The Health and Care Act 2022 brought forward new legislation to ensure that collaboration across the healthcare sector is easier to manage and to encourage partnership between academia, industry, healthcare systems and governments to expand the pool of shared value we create together for patients and society. Partnership is at the centre of how AstraZeneca operates. We showed through the pandemic what is possible through ambitious, purpose-led partnership and we are now stepping up with the same mind to address the epidemics of chronic disease, rare diseases, and cancer. The results are striking, for example:

OPERA is a partnership in Scotland between academia, the NHS, government, and industry to accelerate the diagnostic pathway for heart failure using handheld devices and smart patient management which has reduced waiting times to diagnosis from 12 months to 4 weeks and is now being implemented nationally.

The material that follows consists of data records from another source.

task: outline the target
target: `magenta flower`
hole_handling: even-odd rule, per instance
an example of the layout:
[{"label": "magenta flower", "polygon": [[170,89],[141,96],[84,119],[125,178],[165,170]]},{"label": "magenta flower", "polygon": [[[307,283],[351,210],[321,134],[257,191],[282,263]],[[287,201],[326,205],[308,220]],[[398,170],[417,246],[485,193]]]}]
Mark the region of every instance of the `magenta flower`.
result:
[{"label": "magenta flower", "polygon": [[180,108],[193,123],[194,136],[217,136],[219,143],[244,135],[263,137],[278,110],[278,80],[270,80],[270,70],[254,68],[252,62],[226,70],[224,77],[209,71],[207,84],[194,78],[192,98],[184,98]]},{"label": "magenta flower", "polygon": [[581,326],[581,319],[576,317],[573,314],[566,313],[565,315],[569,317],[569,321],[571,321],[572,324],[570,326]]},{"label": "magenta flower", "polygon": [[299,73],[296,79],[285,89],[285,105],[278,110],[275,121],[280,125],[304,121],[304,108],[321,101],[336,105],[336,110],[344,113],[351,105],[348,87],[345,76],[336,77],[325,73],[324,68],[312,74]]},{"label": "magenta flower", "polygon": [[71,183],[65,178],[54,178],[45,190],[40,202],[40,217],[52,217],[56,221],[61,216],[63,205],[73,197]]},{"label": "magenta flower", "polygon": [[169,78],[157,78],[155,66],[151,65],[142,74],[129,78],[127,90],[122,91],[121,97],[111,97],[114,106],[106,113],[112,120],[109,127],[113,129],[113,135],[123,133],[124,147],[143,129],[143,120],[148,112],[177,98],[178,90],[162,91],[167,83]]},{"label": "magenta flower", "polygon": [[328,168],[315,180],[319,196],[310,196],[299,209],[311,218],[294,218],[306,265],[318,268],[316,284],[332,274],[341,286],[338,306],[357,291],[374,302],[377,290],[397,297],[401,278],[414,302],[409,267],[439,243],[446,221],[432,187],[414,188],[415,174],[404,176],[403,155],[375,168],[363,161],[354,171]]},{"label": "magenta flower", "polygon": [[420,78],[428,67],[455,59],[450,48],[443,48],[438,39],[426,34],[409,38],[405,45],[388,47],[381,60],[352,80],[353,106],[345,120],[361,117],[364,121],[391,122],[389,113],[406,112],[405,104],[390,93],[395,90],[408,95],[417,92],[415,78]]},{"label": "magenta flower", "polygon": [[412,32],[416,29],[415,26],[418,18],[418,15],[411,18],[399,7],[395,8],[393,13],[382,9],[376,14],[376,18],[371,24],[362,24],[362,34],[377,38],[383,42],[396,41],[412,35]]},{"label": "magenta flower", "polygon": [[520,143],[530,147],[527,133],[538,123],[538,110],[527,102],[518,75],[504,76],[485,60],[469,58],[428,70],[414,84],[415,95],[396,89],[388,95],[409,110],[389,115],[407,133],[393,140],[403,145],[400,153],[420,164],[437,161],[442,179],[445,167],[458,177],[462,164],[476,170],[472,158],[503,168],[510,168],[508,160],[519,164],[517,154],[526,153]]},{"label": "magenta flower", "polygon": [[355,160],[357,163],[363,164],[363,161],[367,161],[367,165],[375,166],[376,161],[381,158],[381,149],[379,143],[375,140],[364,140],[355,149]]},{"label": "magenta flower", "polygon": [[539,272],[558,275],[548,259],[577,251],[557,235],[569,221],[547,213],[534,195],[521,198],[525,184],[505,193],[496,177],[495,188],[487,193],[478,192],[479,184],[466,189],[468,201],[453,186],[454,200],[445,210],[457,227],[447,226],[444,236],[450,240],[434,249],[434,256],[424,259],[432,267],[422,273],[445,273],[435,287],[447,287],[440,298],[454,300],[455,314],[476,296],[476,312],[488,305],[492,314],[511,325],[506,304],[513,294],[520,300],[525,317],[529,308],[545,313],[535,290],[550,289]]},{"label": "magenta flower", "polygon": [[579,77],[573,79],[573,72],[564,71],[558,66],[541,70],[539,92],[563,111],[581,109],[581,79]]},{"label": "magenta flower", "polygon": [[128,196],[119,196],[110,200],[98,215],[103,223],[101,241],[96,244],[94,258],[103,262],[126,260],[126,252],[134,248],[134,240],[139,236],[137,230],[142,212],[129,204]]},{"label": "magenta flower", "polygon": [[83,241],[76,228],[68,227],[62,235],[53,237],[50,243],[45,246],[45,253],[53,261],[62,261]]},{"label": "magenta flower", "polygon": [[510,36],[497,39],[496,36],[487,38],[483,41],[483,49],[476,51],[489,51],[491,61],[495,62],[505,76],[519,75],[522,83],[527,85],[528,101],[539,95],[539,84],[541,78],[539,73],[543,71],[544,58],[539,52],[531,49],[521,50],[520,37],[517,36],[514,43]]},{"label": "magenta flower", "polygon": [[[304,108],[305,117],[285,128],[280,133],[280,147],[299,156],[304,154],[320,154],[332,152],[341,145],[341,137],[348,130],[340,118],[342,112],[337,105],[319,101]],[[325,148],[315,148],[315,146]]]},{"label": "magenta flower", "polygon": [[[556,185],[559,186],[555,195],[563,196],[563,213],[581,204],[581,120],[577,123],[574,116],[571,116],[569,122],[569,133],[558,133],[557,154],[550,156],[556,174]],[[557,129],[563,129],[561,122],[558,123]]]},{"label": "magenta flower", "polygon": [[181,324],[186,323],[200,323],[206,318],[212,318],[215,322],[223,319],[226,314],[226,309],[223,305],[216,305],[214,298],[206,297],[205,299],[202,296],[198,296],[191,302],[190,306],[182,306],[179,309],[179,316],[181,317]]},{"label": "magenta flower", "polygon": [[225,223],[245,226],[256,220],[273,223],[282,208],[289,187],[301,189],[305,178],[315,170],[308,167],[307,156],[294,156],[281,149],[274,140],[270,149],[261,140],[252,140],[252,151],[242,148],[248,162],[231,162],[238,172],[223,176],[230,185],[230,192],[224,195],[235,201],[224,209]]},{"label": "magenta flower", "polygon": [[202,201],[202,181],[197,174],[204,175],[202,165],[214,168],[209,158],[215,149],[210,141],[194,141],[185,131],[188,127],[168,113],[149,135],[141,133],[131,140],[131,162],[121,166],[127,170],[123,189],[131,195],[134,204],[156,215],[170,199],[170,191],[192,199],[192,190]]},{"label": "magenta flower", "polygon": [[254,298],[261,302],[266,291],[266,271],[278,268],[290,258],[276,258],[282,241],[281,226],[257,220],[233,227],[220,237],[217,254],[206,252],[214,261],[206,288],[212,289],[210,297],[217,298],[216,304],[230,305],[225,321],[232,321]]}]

SENTINEL is a partnership with Hull University Teaching Hospital’s NHS Trust, on behalf of Hull Clinical Commissioning Group (CCG), to optimise asthma care and reduce over-reliance on rescue treatments now being implemented in over 230 Primary Care Networks, health boards and federations across the UK.

We have an early cancer diagnosis partnership with Greater Manchester Cancer Alliance & Qure.ai to demonstrate the impact of AI-enabled triage on chest X-rays to diagnose lung cancer earlier. This initial work will involve more than 250,000 people over the next six months, and I am hopeful the results could revolutionise earlier diagnosis of lung and other cancers.

Bigger and better things ahead

As we move into 2023, whilst not ignoring the challenges, we can also afford to feel optimistic. Looking beyond the crisis, the creation of Integrated Care Systems, a focus on early diagnostics and prevention and a new collaboration model of ambitious purpose-led partnerships provide a generational opportunity to transform healthcare delivery for the benefit of all.

I’m excited to scale the incredible work we’ve already started but our ambition should go way beyond “doing more”, towards truly ambitious national transformation and implementation partnerships. Healthcare should be, and can be, collaborative by nature, but sectors which have historically operated in silos need to start collaborating. Imagine the Medicines and Healthcare products Regulatory Agency (MHRA), the National Institute for Health and Care Excellence (NICE) and the NHS at all levels working WITH industry and other partners to deliver the Life Science Vision and tackle the Core20PLUS5 priorities. Working together we can accelerate the position of the UK as a life sciences powerhouse AND build a fairer, more sustainable NHS. Now that’s a new year’s resolution worth making.